Macromolecular Levels, Dna Synthesis and Ornithine Decarboxylase Activity in Leg Muscles From 6-Mercaptopurine-Treated Rats

Sprague-Dawley male and female rats were treated with 6-mercaptopurine (6-MP) (2 mg/kg sc) daily from 2 to 22 days of age and killed at 7, 15, 27 and 64 days of age. At 7 and 27 days of age rats were injected with 3H thymidine for measurement of DNA synthesis. Fore- and hindlimb muscles were removed and analyzed for ornithine decarboxylase (ODC) activity (all ages), DNA radioactivity (7 and 27 days), DNA level (27 and 64 days) and RNA level (64 days). As expected, ODC activity and DNA synthesis were higher in muscles of 7-day-old rats than in muscles of the older rats studied. A consistently lower ODC activity was seen in 6-MP-treated vs. control rats for 5-25 days after start of treatment, but the effect was essentially the same for the hindlimb and forelimb muscles. During the 7-27-day time course ODC activity was higher in hindlimb than forelimb muscles. By 27 days of age DNA synthesis was also higher in the hindlimb muscles.
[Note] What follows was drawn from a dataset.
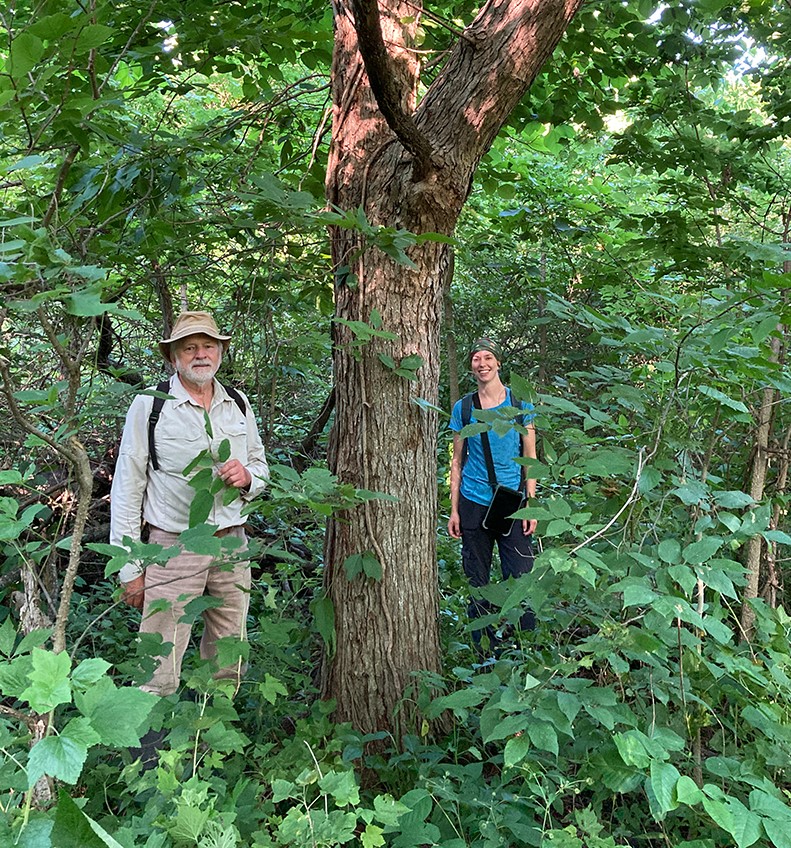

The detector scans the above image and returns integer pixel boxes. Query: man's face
[173,333,222,386]
[470,350,500,383]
DNA synthesis was decreased after 5 days of treatment relative to that of control rats, to an approximately equal extent in forelimb and hindlimb muscles. Five days after the last treatment a trend was seen for slower recovery from inhibition of DNA synthesis in hindlimb muscles, particularly in male rats. DNA levels were reduced in treated rats relative to those in control rats 5 days after the last treatment to approximately the same degree in forelimb and hindlimb muscles. Forty-two days after the last treatment a trend toward increased activity of ODC and increased DNA and RNA levels was seen in muscles of treated rats, probably reflective of recovery processes. These early biochemical effects of 6-MP, which were seen to about the same extent in the forelimb and hindlimb muscles cannot explain by themselves the delayed hindlimb fat atrophy resulting from 6-MP treatment of neonatal rats.